Tuesday, March 07, 2017

Strauss: Ein Heldenleben, Op 40; Don Juan, Op 20

classicalear.co.uk
Andrew Achenbach
7.03.2017


Phrases are shaped, inner voices probed and details sifted with unfailing imagination, innate good taste and gratifying sensitivity, and there are many uncommonly fine solo contributions to admire throughout.

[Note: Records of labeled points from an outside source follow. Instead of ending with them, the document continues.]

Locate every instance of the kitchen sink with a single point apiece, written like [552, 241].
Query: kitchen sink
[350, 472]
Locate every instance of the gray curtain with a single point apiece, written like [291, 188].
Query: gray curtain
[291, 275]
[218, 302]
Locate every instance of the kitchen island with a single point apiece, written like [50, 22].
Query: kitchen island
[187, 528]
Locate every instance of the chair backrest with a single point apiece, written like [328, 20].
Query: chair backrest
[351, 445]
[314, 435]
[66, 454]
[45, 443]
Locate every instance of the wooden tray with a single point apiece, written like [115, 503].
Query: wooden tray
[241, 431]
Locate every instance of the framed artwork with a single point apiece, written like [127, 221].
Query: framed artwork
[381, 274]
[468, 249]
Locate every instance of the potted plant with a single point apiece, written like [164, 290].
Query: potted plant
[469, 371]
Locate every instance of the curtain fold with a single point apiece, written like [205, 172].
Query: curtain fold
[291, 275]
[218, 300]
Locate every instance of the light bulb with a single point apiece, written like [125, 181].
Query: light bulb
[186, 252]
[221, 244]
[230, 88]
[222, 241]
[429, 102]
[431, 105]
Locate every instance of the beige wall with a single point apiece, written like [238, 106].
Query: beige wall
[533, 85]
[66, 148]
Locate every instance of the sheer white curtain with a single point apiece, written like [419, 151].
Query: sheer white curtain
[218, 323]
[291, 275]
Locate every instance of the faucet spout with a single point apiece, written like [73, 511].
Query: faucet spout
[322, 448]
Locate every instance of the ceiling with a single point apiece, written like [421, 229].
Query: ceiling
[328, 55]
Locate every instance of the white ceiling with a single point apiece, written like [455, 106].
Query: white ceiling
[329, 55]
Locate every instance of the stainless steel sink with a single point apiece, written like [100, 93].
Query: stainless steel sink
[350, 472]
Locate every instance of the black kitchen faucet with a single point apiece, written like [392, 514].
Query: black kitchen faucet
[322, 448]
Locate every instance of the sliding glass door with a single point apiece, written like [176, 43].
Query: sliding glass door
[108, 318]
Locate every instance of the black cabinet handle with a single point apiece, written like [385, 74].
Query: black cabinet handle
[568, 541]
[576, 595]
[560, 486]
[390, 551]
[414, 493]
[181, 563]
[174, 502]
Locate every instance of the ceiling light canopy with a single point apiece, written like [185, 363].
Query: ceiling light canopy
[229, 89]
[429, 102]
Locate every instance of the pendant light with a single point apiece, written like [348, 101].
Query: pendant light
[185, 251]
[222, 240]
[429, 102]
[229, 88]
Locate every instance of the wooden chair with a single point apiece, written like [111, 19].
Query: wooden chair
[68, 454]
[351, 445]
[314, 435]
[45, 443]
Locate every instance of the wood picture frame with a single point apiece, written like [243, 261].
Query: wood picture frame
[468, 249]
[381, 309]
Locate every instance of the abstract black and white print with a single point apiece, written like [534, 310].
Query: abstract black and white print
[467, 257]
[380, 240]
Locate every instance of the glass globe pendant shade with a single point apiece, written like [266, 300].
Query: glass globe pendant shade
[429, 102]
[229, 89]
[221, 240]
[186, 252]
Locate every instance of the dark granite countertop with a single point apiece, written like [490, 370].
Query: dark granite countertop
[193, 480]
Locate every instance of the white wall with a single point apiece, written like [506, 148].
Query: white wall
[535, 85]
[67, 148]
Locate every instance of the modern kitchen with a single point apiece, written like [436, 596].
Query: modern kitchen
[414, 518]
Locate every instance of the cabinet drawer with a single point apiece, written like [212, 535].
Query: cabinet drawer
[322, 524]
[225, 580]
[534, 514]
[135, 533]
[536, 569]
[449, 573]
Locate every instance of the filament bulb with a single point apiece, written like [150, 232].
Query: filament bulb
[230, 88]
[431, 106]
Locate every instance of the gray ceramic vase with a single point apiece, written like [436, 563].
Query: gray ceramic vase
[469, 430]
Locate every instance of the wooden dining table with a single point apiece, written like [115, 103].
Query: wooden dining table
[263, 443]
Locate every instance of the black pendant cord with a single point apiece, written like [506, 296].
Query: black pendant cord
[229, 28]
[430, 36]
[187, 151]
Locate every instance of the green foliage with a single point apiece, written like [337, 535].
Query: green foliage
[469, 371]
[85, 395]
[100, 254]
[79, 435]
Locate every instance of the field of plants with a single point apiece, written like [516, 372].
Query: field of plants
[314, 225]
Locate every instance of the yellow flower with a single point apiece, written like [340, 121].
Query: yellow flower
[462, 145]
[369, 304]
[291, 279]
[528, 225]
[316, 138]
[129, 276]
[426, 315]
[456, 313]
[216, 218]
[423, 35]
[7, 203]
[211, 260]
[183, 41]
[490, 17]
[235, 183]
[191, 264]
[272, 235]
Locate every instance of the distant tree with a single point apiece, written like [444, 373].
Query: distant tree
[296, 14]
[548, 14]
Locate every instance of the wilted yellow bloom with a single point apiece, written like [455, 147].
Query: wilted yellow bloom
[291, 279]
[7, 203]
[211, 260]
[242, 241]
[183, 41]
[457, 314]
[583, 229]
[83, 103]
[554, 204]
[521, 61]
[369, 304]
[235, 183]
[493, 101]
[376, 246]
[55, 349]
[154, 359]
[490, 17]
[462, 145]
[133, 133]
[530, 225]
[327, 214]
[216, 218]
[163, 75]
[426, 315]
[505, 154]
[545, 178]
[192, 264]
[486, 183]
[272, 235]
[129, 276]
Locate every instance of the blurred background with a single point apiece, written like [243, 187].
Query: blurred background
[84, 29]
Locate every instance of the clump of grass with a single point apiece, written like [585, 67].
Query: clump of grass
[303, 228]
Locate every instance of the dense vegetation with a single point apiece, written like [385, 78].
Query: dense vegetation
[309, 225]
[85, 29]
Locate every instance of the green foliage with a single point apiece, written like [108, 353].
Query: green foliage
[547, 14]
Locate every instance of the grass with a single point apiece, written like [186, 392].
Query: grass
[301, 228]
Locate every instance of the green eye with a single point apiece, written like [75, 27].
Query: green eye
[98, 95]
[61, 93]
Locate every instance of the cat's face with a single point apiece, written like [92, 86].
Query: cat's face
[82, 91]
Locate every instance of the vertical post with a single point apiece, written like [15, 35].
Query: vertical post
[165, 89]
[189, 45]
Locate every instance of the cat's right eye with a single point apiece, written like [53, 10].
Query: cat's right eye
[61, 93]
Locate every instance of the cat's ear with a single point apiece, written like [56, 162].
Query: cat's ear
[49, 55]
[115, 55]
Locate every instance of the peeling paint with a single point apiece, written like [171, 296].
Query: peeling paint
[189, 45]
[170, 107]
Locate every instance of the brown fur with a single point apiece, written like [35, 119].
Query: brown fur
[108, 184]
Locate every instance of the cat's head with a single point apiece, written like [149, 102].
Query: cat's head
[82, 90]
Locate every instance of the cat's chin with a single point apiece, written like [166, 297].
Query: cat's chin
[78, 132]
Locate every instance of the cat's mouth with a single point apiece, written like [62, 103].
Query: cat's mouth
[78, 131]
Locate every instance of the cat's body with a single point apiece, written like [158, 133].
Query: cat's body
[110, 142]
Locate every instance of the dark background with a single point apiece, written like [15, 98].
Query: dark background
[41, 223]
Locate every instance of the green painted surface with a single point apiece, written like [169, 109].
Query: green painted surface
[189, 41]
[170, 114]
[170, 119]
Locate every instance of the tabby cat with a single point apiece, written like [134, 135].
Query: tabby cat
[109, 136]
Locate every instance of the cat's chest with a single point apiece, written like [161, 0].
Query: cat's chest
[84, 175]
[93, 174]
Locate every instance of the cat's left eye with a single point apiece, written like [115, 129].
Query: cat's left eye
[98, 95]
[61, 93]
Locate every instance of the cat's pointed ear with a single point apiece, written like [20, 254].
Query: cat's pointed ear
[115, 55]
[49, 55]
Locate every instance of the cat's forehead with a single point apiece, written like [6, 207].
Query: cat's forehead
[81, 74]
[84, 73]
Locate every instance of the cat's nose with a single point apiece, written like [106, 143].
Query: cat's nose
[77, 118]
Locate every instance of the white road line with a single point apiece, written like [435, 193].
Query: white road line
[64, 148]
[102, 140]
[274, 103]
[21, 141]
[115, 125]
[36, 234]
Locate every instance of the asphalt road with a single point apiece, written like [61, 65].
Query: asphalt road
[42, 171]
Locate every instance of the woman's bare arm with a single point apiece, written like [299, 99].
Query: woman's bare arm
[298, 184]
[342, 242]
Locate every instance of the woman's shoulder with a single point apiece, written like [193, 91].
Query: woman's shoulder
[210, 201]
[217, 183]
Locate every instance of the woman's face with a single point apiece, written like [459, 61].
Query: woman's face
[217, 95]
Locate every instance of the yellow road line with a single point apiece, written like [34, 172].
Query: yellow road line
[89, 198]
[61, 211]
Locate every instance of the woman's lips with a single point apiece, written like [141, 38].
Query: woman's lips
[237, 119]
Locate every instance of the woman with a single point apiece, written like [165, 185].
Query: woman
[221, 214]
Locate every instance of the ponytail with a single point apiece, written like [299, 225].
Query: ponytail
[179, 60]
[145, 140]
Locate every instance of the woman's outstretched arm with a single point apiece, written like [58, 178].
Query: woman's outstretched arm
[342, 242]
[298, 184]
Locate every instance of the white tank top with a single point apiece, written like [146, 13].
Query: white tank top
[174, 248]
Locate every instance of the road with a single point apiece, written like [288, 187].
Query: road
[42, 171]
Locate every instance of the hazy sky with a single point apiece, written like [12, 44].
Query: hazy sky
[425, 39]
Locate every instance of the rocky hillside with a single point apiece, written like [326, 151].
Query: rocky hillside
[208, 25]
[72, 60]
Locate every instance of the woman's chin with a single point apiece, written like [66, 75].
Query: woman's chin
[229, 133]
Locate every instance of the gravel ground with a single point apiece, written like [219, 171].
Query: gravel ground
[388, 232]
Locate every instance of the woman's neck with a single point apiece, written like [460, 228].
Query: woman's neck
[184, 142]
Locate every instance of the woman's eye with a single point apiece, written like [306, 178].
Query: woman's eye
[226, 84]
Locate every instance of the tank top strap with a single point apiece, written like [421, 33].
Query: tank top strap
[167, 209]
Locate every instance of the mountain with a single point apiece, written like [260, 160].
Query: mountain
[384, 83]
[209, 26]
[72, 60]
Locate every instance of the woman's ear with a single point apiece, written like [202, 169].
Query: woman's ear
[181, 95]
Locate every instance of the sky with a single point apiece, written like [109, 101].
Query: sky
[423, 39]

Paavo Järvi's new Richard Strauss series for RCA with the NHK Symphony Orchestra is launched in handsome style with a ripely engineered Don Juan (excellent, biting timps at the outset) that lacks nothing in shapely poise, voluptuous allure (marvellous work from the principal oboe in the reflective central episode) or giddy swagger. Indeed, both here and in the nobly unforced and enviably purposeful account of Ein Heldenleben which follows, one is reminded (as the conductor himself shrewdly observes in the booklet) that the Tokyo orchestra have performed this repertoire many times under the guest leadership of such distinguished Straussians as Wolfgang Sawallisch, Horst Stein and Otmar Suitner. Järvi and his scrupulously prepared band bring genuine dedication, intoxicating sweep and infectious spirit to Strauss's ambitious canvas. Phrases are shaped, inner voices probed and details sifted with unfailing imagination, innate good taste and gratifying sensitivity, and there are many uncommonly fine solo contributions to admire throughout, not least from concertmaster Fuminori Maro Shinozaki in the role of the composer's wife, Pauline. Altogether most rewarding music-making, then, excitingly captured on the wing from two concerts in Tokyo's Suntory Hall during February 2015.